Knowing what's happening to their parent gives kids a sense of control and helps them feel like they can contribute to their parent's well-being.

Transparency

Keeping secrets can lead to mistrust, which can be difficult for kids to overcome. Sharing your diagnosis helps maintain an open and honest relationship with your children.

Growth

Talking about cancer can be an opportunity for children to learn new skills, like empathy, resilience, and flexibility.
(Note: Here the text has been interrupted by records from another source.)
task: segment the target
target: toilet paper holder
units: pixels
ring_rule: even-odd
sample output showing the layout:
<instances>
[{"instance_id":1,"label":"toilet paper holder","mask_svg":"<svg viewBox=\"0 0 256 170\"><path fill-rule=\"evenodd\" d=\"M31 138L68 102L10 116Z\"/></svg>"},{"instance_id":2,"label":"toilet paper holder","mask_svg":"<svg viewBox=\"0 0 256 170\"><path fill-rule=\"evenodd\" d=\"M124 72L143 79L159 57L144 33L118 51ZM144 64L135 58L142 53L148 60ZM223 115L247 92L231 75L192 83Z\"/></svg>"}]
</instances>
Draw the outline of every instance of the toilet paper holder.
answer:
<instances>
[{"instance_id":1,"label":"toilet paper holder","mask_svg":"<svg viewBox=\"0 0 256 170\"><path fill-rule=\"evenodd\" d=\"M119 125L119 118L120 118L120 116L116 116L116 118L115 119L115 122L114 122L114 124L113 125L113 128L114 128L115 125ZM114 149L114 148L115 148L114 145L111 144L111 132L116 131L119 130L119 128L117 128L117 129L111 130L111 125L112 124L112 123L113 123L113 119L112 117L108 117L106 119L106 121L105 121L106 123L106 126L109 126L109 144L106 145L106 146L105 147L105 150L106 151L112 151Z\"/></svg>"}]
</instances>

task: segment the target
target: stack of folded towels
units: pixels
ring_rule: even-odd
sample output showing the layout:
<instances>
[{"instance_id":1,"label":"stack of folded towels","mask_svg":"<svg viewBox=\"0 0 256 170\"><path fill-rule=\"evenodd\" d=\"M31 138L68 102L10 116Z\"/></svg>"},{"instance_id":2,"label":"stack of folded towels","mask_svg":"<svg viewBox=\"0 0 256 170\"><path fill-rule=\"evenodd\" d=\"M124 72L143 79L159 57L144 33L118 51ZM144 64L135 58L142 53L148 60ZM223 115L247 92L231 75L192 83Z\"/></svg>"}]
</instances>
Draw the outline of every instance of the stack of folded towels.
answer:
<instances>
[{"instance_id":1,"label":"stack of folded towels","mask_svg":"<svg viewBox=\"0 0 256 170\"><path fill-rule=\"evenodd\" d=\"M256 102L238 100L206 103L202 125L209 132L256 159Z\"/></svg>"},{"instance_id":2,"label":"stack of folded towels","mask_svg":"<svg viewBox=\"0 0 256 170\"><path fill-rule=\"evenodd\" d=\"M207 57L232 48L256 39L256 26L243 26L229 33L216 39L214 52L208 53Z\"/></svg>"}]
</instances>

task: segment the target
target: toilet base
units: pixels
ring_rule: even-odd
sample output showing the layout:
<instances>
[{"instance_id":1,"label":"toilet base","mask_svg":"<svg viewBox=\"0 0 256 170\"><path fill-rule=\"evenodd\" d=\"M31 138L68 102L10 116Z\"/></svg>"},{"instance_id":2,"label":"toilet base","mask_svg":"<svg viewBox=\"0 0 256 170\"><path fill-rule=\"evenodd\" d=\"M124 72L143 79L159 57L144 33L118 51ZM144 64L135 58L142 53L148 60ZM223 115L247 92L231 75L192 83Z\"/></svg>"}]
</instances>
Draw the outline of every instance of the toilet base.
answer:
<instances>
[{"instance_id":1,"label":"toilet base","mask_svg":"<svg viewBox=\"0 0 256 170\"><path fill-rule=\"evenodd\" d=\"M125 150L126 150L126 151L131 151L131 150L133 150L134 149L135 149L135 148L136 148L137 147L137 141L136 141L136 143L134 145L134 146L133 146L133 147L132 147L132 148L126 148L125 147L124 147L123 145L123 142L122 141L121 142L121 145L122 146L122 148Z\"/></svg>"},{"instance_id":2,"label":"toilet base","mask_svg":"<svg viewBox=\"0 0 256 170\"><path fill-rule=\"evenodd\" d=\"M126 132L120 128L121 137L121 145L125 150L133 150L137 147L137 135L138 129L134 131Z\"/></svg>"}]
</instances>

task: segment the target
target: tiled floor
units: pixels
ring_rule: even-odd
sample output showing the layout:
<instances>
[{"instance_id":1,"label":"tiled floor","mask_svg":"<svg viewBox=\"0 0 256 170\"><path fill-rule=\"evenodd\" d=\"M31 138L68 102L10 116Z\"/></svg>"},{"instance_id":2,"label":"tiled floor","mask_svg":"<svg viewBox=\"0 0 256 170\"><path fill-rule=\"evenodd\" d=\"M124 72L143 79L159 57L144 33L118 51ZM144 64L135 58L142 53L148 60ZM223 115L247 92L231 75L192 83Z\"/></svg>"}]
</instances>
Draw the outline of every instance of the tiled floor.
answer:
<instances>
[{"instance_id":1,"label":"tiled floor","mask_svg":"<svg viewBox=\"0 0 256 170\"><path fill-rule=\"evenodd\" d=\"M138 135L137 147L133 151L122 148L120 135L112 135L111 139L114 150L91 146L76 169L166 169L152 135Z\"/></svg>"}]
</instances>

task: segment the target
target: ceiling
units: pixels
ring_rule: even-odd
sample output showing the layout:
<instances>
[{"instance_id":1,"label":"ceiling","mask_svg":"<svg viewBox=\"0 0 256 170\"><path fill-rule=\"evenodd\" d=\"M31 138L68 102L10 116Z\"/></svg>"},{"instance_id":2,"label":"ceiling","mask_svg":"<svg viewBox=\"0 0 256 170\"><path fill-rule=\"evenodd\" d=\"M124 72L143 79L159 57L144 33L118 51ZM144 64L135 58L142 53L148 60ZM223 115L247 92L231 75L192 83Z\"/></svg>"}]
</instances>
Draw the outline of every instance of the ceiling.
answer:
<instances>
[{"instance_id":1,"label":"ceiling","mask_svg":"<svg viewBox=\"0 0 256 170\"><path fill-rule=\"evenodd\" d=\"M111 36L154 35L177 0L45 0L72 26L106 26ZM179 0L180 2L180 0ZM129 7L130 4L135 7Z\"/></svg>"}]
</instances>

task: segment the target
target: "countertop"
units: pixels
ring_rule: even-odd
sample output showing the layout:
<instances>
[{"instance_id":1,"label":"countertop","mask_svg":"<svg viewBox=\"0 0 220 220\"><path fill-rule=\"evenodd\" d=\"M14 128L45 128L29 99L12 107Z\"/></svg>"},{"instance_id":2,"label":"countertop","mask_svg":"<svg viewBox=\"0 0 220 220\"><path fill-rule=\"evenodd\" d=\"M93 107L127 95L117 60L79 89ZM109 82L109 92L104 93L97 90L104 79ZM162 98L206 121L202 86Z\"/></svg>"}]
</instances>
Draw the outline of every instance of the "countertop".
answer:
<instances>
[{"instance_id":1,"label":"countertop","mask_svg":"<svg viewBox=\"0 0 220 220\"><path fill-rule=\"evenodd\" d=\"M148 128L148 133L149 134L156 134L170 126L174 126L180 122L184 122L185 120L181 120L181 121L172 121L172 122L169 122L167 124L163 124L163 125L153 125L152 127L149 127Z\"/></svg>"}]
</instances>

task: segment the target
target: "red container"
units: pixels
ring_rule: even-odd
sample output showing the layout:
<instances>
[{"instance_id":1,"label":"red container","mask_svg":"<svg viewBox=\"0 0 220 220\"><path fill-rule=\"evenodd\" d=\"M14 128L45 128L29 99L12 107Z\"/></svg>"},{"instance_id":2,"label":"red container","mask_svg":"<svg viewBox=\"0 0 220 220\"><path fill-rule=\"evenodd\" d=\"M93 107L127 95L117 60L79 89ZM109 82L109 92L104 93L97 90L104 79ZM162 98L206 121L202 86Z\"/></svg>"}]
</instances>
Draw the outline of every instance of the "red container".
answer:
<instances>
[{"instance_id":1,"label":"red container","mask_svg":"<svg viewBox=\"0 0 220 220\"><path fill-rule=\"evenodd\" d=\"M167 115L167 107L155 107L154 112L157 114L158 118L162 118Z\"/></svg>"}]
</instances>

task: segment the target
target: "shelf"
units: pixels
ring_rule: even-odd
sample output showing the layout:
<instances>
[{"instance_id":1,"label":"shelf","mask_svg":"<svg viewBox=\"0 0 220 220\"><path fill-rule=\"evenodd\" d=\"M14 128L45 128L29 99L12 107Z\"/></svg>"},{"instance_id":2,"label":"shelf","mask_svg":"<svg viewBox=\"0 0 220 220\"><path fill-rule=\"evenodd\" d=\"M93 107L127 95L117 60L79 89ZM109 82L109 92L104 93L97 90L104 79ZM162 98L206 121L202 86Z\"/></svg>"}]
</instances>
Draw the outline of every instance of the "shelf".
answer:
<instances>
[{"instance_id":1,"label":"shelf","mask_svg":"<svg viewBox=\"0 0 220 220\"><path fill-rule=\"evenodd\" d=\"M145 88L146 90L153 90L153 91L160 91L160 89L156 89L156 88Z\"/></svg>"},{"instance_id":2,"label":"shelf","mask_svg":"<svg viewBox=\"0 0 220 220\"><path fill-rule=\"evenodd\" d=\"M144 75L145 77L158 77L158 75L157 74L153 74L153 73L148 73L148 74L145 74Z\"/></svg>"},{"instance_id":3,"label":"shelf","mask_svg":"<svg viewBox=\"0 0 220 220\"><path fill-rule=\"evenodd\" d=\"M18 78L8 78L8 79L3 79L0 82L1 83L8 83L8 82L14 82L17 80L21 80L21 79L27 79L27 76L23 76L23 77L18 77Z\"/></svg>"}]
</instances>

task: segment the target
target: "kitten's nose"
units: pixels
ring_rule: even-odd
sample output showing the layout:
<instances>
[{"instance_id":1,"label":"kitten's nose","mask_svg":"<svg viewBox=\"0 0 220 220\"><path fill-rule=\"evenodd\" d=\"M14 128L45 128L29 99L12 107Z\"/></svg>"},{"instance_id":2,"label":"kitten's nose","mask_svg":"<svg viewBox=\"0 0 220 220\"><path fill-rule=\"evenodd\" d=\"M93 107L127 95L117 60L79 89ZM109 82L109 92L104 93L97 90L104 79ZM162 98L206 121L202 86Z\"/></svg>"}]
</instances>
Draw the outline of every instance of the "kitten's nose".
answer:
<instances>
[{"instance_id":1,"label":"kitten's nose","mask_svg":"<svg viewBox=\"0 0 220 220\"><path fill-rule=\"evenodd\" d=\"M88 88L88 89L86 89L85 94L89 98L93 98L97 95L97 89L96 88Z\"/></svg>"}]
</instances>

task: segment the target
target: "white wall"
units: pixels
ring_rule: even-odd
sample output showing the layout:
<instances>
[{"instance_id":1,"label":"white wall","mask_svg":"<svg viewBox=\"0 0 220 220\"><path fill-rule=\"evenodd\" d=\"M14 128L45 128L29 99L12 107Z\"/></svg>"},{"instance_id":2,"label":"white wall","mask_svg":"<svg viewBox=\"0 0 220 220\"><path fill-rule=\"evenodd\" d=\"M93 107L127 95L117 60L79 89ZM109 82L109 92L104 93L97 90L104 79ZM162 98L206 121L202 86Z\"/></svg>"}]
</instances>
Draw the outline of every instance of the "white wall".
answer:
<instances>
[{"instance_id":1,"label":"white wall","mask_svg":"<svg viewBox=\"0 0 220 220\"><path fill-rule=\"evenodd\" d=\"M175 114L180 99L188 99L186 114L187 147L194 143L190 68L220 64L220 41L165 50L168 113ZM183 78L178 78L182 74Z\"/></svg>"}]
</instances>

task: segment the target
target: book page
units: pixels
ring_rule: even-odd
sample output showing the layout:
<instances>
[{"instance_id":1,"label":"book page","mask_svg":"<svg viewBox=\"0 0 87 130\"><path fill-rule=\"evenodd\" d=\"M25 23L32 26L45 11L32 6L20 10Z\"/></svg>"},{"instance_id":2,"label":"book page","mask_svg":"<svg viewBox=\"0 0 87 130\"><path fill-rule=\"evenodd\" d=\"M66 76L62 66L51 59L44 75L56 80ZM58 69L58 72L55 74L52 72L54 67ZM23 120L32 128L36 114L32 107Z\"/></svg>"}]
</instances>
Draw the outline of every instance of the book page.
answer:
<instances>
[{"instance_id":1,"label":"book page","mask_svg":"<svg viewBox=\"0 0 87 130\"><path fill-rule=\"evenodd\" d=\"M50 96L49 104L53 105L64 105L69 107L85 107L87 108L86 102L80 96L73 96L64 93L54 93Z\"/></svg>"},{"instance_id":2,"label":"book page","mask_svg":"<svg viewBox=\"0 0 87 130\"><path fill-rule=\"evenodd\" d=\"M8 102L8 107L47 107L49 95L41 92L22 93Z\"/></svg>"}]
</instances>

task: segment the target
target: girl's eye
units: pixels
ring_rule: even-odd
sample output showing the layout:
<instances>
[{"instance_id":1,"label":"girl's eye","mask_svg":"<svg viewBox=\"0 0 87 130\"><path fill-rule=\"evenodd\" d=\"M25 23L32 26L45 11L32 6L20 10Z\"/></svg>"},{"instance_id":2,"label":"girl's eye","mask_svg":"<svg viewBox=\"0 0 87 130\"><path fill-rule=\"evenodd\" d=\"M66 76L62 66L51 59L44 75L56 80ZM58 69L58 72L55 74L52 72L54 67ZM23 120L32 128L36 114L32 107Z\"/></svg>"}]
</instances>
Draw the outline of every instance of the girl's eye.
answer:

Preparing Yourself to Talk to Your Children

It's important to be in the right mindset before sitting your children down to talk about your diagnosis.

Choose the Right Time

Pick a time when you know you will be able to hold the conversation calmly, without interruptions.

Anticipate Their Reactions

Think about how your children might react - they might be scared, confused, or sad. Be prepared to answer their questions.

Practise Your Message

It can be helpful to rehearse what you will say beforehand so that you are confident and clear when you speak to your children.

5 Steps to Follow When Telling Children About Cancer

When it comes to having this conversation, there are a few key steps to follow that can help make the conversation go more smoothly.

Step 1: Use Age-Appropriate Language

Keep the language you use simple and easy to understand, matching the level of language your children are used to hearing.

Step 2: Be Honest and Clear

Explain to your children that you have an illness called cancer, and be upfront about what that means for you and for your family.

Step 3: Explain That Cancer Does Not Spread Like a Cold

Your children may worry that they will "catch" cancer from you. Reassure them that it is not contagious and that they cannot catch cancer from anyone else.

Step 4: Encourage Openness and Questions

Make sure that your children feel comfortable asking questions and expressing how they feel in an open, honest way.

Step 5: Reinforce That the Cancer Treatment Will Help and That Everything Will Be Okay

If you are undergoing treatment, let your children know that the treatment will help make you feel better, and that you and your family will work together to help everything return to normal.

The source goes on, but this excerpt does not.